Guerrilla marketing is the art and science of breaking conventional marketing rules, bypassing traditional outlets and using uncommon sense to reach people with marketing messages. Viral marketing can be loosely defined as digital word-of-mouth marketing. Both strategies can be more cost efficient than traditional techniques and can reach consumers in ways that connect with them in more personal and memorable ways. Understanding and applying these strategies in your marketing campaigns can provide distinct competitive advantages.
The term “guerrilla” comes from guerrilla warfare, in which soldiers use quick, unexpected attacks followed by fast retreats rather than fighting for prolonged periods out in the open. Like guerrilla warfare, guerrilla marketing messages appear seemingly out of nowhere, making a big impression on onlookers before quickly disappearing. This differs from traditional marketing tactics such as billboard or magazine advertising, which place messages in front of consumers for extended period in ways consumers have learned to tune out.
Viral marketing gets its name from the way in which physical viruses spread, which each individual unit replicating ceaselessly, creating exponential growth. A viral marketing campaign relies on social media sharing and other online word-of-mouth tactics to reach large numbers of people through their friends and contacts. A viral marketing campaign presents messages that consumers cannot resist sharing with their friends, who in turn share it with more people, fueling the cycle of exponential growth.
Flash-mobs are an example of a guerrilla marketing tactic. In a flash-mob, a large group of people infiltrates a public area, initially blending in with bystanders. Then the group acts out a skit or performs a song and dance to promote a marketing message to the surprise of everyone around. Mobile billboard trucks are another example of effective guerrilla marketing. Billboard trucks can display advertisements virtually anywhere, quickly moving on to cover different areas, even advertising right in front of competitors’ places of business.
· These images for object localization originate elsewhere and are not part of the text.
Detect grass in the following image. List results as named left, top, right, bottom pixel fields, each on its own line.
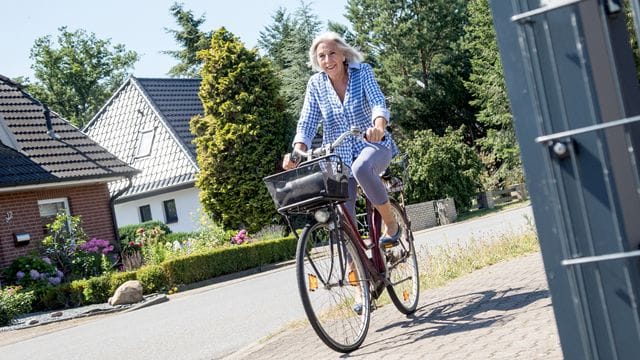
left=418, top=229, right=539, bottom=291
left=455, top=199, right=531, bottom=223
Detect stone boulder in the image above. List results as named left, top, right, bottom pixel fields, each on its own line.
left=109, top=280, right=143, bottom=306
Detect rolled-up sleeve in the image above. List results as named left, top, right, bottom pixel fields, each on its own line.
left=293, top=77, right=321, bottom=149
left=361, top=63, right=390, bottom=125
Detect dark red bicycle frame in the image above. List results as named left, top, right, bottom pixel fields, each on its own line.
left=338, top=198, right=388, bottom=292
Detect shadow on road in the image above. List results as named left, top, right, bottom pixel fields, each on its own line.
left=339, top=287, right=550, bottom=358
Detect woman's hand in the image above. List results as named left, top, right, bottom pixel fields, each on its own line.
left=366, top=116, right=387, bottom=142
left=282, top=143, right=307, bottom=170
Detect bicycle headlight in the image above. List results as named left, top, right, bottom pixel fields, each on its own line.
left=314, top=209, right=331, bottom=223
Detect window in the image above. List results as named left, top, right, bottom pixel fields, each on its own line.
left=139, top=205, right=152, bottom=222
left=38, top=198, right=70, bottom=234
left=135, top=128, right=155, bottom=158
left=163, top=199, right=178, bottom=224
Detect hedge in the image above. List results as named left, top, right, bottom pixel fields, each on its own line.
left=24, top=235, right=296, bottom=312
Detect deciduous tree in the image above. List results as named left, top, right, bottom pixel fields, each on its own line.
left=27, top=27, right=138, bottom=128
left=400, top=127, right=483, bottom=211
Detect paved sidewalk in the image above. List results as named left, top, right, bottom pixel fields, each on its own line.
left=227, top=253, right=562, bottom=359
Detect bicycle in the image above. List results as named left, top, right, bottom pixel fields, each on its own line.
left=264, top=126, right=420, bottom=352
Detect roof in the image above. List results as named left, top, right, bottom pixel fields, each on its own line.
left=84, top=77, right=203, bottom=199
left=0, top=75, right=139, bottom=188
left=134, top=78, right=202, bottom=158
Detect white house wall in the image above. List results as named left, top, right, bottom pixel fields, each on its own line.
left=115, top=187, right=202, bottom=233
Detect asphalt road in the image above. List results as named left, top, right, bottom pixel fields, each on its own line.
left=0, top=205, right=534, bottom=360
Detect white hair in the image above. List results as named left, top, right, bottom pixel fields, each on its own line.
left=308, top=32, right=364, bottom=72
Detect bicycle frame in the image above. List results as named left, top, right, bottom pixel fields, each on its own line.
left=338, top=198, right=389, bottom=298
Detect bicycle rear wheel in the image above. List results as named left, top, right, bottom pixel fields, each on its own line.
left=384, top=199, right=420, bottom=314
left=296, top=217, right=370, bottom=353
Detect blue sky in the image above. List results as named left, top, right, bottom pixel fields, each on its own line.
left=2, top=0, right=349, bottom=80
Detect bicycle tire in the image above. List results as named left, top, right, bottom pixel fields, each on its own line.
left=384, top=199, right=420, bottom=314
left=296, top=217, right=371, bottom=353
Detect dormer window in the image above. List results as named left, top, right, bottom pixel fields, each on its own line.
left=136, top=128, right=155, bottom=158
left=0, top=114, right=21, bottom=152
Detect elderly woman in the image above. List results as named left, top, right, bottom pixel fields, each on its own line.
left=282, top=31, right=401, bottom=247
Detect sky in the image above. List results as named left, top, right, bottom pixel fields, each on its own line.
left=2, top=0, right=349, bottom=80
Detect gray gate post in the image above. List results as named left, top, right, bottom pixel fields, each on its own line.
left=490, top=0, right=640, bottom=358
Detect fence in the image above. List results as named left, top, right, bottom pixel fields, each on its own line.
left=476, top=183, right=528, bottom=209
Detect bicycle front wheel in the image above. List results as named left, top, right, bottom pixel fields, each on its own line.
left=385, top=199, right=420, bottom=314
left=296, top=218, right=370, bottom=353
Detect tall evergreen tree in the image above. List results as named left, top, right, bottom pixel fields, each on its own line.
left=346, top=0, right=477, bottom=138
left=259, top=1, right=321, bottom=118
left=192, top=28, right=292, bottom=231
left=463, top=0, right=522, bottom=187
left=163, top=2, right=212, bottom=78
left=26, top=27, right=138, bottom=128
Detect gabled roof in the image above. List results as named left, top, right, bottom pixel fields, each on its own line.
left=0, top=75, right=139, bottom=189
left=134, top=78, right=202, bottom=159
left=84, top=77, right=203, bottom=199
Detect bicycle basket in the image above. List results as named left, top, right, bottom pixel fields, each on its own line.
left=264, top=156, right=350, bottom=213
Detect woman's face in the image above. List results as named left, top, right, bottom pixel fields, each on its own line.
left=316, top=40, right=346, bottom=79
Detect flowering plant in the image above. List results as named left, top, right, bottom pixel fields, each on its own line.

Movie studios are providing numerous examples of successful viral campaigns, creating fake newscasts, websites and stories to generate buzz about future releases. Prior to the release of “The Dark Knight” in 2008, for example, Warner Brothers created a fake political campaign website for Harvey Dent, a character in the movie, providing fans with sharable campaign posters and other tools to spread the hype.
Tactics and Costs
Guerrilla marketing tactics cost a bit more than viral techniques in most instances. Guerrilla tactics can require more people, incurring higher labor costs, and can include the cost of physical media such as signs, vehicles and props. Viral campaigns, on the other hand, can be simple enough for a single person with a laptop and an Internet connection to produce. Viral campaigns truly level the playing field in terms of financial requirements, whereas guerrilla campaigns can be cost prohibitive to companies with smaller budgets.
Integrated Marketing Strategy
Integrated marketing strategies can be more effective than those that focus on a single set of tactics. Using guerrilla marketing techniques to create viral marketing campaigns can leverage the power of both of these innovative strategies at once. To create a guerrilla/viral marketing campaign, create a truly memorable and irresistibly sharable real-life component and turn that component into something sharable on the web. For example, rather than simply performing a flash-mob, consider filming the flash-mob and sharing it among your social media followers.